FactSet a ajouté une intelligence artificielle conversationnelle aux transcriptions des conférences téléphoniques sur sa plateforme d’analyse financière. La fonctionnalité est apparue sans annonce la semaine dernière.
L’application surpasse Bloomberg en offrant aux analystes la possibilité d’interroger les transcriptions avec des questions personnalisées. Bloomberg avait annoncé un produit similaire cinq jours plus tôt.
Les annonces simultanées en succession rapide suggèrent que la bataille pour fournir une technologie de type ChatGPT à Wall Street s’intensifie.
Bloomberg et FactSet ont mis plus d’un an à adopter l’IA générative, ce qui indique qu’ils privilégient la précision à la vitesse. En tant que leaders du marché, c’est un luxe qu’ils peuvent se permettre.

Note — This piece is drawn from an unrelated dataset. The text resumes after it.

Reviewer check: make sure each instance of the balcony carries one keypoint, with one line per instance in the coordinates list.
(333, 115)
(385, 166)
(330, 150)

Bloomberg a tiré le premier coup il y a sept jours avec une fonction permettant aux clients de générer des résumés des transcriptions sélectionnées des conférences téléphoniques récentes.
L’application Bloomberg utilise des invites prédéfinies, de sorte que tous les résumés ont le même format. Il n’inclut pas ce qui est appelé l’IA conversationnelle, ou la capacité à poser des questions librement.
FactSet a relevé le défi en incluant, en plus des requêtes prédéfinies, la possibilité de saisir des questions personnalisées.
La recherche de documents de FactSet comprend des questions prédéfinies telles que “Résumer les points forts et les points faibles de la section Discussion de la direction” et “Lister tous les points de guidage présentés lors de l’appel.”
L’écran indique que FactSet utilise le modèle de langue large GPT4 d’OpenAI.
Le produit fonctionne assez bien, bien qu’il soit lent car il attend de générer la réponse complète avant d’afficher les résultats. Les fonctions d’IA conversationnelle qui sont publiquement disponibles dans Bing de Microsoft et Bard de Google montrent chaque ligne au fur et à mesure qu’elle se déroule.
Comme Bloomberg, l’application FactSet est limitée aux transcriptions, un coin utile mais assez restreint de l’univers des données collectées par les deux sociétés.
Aucun des acteurs n’a libéré ChatGPT sur leur vaste gamme de données. En partie parce que cela augmenterait la probabilité d’erreurs. C’est aussi cher d’exécuter des requêtes de type ChatGPT.
(Remarque : FactSet a publié une version bêta d’un produit IA pour les banquiers juniors en décembre, mais le communiqué de presse est tellement confus qu’il est difficile de dire ce qu’il fait réellement.)
Il n’est pas clair si Bloomberg ou FactSet prévoient finalement de facturer plus pour utiliser les fonctionnalités d’IA.
Le communiqué de presse de Bloomberg n’était pas non plus clair sur le fait qu’il utilise son propre modèle ou celui d’OpenAI.
L’approche de Bloomberg limite les coûts car les invites sont codées en dur et les résultats peuvent être mis en cache et livrés à d’autres clients.
Un problème non résolu pour toutes les sociétés financières utilisant l’IA générative est la confidentialité.
L’application de FactSet comprend cette clause de non-responsabilité : “Vos requêtes et les réponses associées seront enregistrées pour améliorer les produits et services de FactSet et votre expérience utilisateur conformément aux meilleures pratiques de l’industrie.”
En termes simples, cela signifie que FactSet enregistrera toutes les requêtes et les utilisera pour entraîner des modèles.
Les sociétés de Wall Street ont tendance à être très anxieuses quant à la manière dont leurs données sont collectées et utilisées.
Elles auront probablement des questions.